La Borsa dello Zafferano di Nardò

A cavallo tra Quattrocento e Cinquecento la produzione di zafferano pugliese si aggirava mediamente intorno alle 20-25 some, pari al 5% della produzione annuale europea che ammontava a circa 500 some. Spagna, Italia e Francia erano i principali produttori, con poco meno di un terzo ciascuna. Tenendo presente che una soma corrisponde a 15,822 kg, la Puglia produceva quindi oltre 36 quintali annui. Dalla pratica commerciale dei mercanti tedeschi Baumgartner si apprende che il quantitativo ricavato annualmente dalle coltivazioni in Terra di Bari variava tra le 4.000 e le 5.000 libbre, mentre in Terra d’Otranto tali quantitativi erano quasi doppi, oscillando, a seconda dell’annata, tra le 8.000 e le 9.000 libbre. Il prodotto pugliese migliore era quello di provenienza da alcune località della Terra d’Otranto, spesso menzionate nei resoconti dei mercanti tedeschi”. È quanto scrive Vito Ricci nel suo saggio Produzione e commercio dello zafferano in Terra di Bari tra XV e XVI secolo.

Le notizie storiche riguardanti la fiera di Nardò e il suo ruolo nel commercio dello zafferano si devono invece a Marcello Gaballo, presidente della Fondazione Terra d’Otranto, che ha ricostruito con ampiezza di documentazione la lunga tradizione mercantile della città e i privilegi economici ad essa connessi.

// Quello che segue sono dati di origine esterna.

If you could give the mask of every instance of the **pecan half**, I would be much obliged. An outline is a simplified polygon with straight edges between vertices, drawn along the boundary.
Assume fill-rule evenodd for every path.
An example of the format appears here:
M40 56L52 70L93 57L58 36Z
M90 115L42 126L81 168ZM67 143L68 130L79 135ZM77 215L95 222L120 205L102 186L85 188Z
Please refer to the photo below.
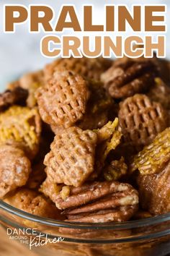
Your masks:
M146 92L154 85L155 66L152 61L132 60L114 65L101 78L112 98L122 98Z
M55 202L59 209L66 209L63 214L69 221L125 221L138 209L138 196L130 184L95 182L71 187L65 200L58 194Z
M155 82L147 95L151 101L159 102L165 108L170 109L170 87L158 77L155 79Z

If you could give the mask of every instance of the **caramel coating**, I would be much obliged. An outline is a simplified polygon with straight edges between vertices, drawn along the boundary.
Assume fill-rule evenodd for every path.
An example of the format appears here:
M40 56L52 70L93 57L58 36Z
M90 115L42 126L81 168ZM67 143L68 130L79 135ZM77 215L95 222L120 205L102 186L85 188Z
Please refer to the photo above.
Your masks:
M124 142L141 150L168 127L168 114L159 103L136 94L120 103L118 114Z
M159 133L152 143L136 155L130 165L132 171L142 175L158 173L170 160L170 127Z
M99 82L89 82L90 96L83 119L76 125L83 129L102 127L107 123L110 113L115 107L112 98Z
M128 166L125 159L122 157L120 160L112 161L106 166L104 171L104 176L108 182L117 181L127 174Z
M48 81L59 68L72 70L83 77L99 81L100 74L112 65L112 61L104 58L66 58L59 59L45 66L45 79Z
M140 204L143 209L153 215L170 211L170 161L159 174L140 174L138 182Z
M27 95L27 90L19 87L6 90L0 94L0 111L14 104L24 105Z
M97 140L95 132L79 127L58 133L45 158L48 176L56 183L81 185L94 171Z
M58 210L42 195L28 189L20 189L4 200L12 206L40 217L57 218Z
M43 71L36 71L32 73L24 74L17 81L9 83L7 85L9 90L15 90L17 88L26 90L28 92L27 98L27 106L33 108L37 106L35 92L45 84Z
M24 186L31 171L24 153L15 147L0 145L0 198L18 187Z
M53 126L69 127L83 117L89 92L86 81L79 74L57 70L36 97L42 119Z
M165 108L170 109L170 87L159 77L155 79L155 85L147 95L151 101L159 102Z
M30 158L38 150L41 121L36 108L13 106L0 114L0 142L15 145Z
M26 187L28 189L36 189L39 188L42 182L46 178L45 166L42 161L40 161L37 164L33 164L32 169Z
M113 64L101 80L114 98L125 98L144 93L154 85L155 66L151 61L129 61Z

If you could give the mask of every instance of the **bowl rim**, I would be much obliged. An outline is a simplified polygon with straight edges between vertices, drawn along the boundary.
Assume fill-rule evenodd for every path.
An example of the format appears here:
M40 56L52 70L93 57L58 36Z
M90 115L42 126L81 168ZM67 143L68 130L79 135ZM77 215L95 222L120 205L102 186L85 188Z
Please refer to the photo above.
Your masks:
M40 217L31 213L28 213L22 210L16 208L2 200L0 200L0 209L4 211L14 215L16 216L20 217L22 218L27 219L33 222L39 223L40 224L44 224L53 227L58 228L68 228L74 229L91 229L91 230L99 230L99 229L109 229L109 230L121 230L121 229L136 229L147 226L151 226L155 224L161 224L165 221L170 221L170 213L162 214L156 216L153 216L147 218L143 218L141 220L129 221L125 222L113 222L113 223L80 223L80 222L69 222L59 221L52 218L48 218L44 217ZM0 219L1 216L0 216Z

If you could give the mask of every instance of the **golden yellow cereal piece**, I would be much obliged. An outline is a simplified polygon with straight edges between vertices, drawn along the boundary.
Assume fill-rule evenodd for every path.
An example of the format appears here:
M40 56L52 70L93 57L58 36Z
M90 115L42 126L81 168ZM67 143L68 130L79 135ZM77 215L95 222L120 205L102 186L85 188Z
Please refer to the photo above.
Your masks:
M142 175L156 174L169 159L170 127L159 133L151 144L134 157L130 169L138 169Z
M0 114L0 143L17 144L35 155L40 132L41 121L37 108L13 106Z
M128 166L125 159L115 160L104 169L104 176L108 182L117 181L127 173Z

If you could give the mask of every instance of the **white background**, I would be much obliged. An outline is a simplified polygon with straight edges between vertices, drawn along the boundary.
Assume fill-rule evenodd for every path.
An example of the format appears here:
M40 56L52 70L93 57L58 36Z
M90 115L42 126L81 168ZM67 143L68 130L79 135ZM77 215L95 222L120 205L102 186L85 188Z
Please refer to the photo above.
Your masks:
M149 0L149 1L130 1L130 0L1 0L0 1L0 90L2 90L7 82L14 80L24 72L36 70L42 68L44 64L49 62L49 59L41 56L40 51L40 42L43 33L39 34L30 34L28 25L22 25L17 27L14 34L5 34L3 33L3 6L6 4L22 4L28 6L30 4L48 4L58 12L61 4L75 4L78 10L79 17L82 17L81 7L83 4L94 4L94 22L102 22L103 20L104 5L107 4L128 4L130 8L133 4L166 4L168 6L166 14L166 24L170 26L170 0ZM55 20L54 20L55 21ZM65 32L68 34L68 31ZM71 33L71 32L69 32ZM129 29L128 34L132 34ZM170 59L170 33L168 30L166 34L166 56Z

In questo scenario Nardò si affermò come una vera “Borsa dello Zafferano” durante la Fiera dell’Incoronata, divenuta nel tempo uno dei principali motori economici della città e dell’intera Terra d’Otranto. Lo zafferano era l’unico prodotto il cui prezzo veniva ufficialmente fissato e regolato nel grande mercato annuale, facendo della fiera un punto di riferimento commerciale per tutto il Mezzogiorno e per il Mediterraneo orientale.

Nota anche come “Fiera delle Spezie”, si teneva fin dal Medioevo in concomitanza con le antiche Nundinae, inizialmente davanti alla chiesa di Santa Maria della Carità, nei pressi del tempietto dell’Osanna, e dal 1599 davanti alla chiesa di Santa Maria Incoronata, fuori dall’abitato. Qui si svolgeva per otto giorni consecutivi, tra la fine di luglio e il primo sabato di agosto, concludendosi con la tradizionale Cavalcata.

Sin dai tempi di Ruggero I e poi con il privilegio concesso da re Ferrante d’Aragona nel 1480, la fiera godeva dell’esenzione dalle tasse e dalle gabelle (“la franchezza di octo giorni”), un vantaggio che garantiva un enorme afflusso di mercanti, artigiani e compratori da tutto il Regno di Napoli e da regioni più lontane. Il volume d’affari generato in quei giorni era notevolissimo e la città traeva un diretto beneficio economico, grazie al movimento di capitali, al commercio all’ingrosso e all’indotto legato all’ospitalità e ai servizi.

La fiera offriva inoltre un ampio mercato di spezie, stoffe, utensili, prodotti artigianali e generi di largo consumo. Gaballo documenta, attraverso numerosi atti notarili, la coltivazione dello zafferano nel territorio di Nardò tra Cinque e Seicento e gli scambi di grande interesse anche con mercanti umbri, che giungevano per vendere panni di lana e ripartivano con merci locali di pregio. Testimonianza indiretta di tali relazioni economiche sono alcune tele dei primi decenni del Seicento, oggi custodite ad Atri di Cascia, dipinte da artisti neritini come Ortensio Bruno e Donato Antonio D’Orlando.

A sovrintendere alla fiera vi era il “mastro della fiera”, scelto tra gli ecclesiastici, incaricato di vigilare sulle contrattazioni e sul controllo dei prezzi. La comunità degli Agostiniani, che risiedeva accanto alla chiesa dell’Incoronata fino alla soppressione del 1809, contribuì a mantenerne viva la notorietà. Ma soprattutto, grazie agli interessi dell’Università di Nardò, cui spettava lo jus ferae, la città godeva di un significativo ritorno economico, segno di una prosperità che fece dello zafferano uno dei simboli del suo sviluppo mercantile.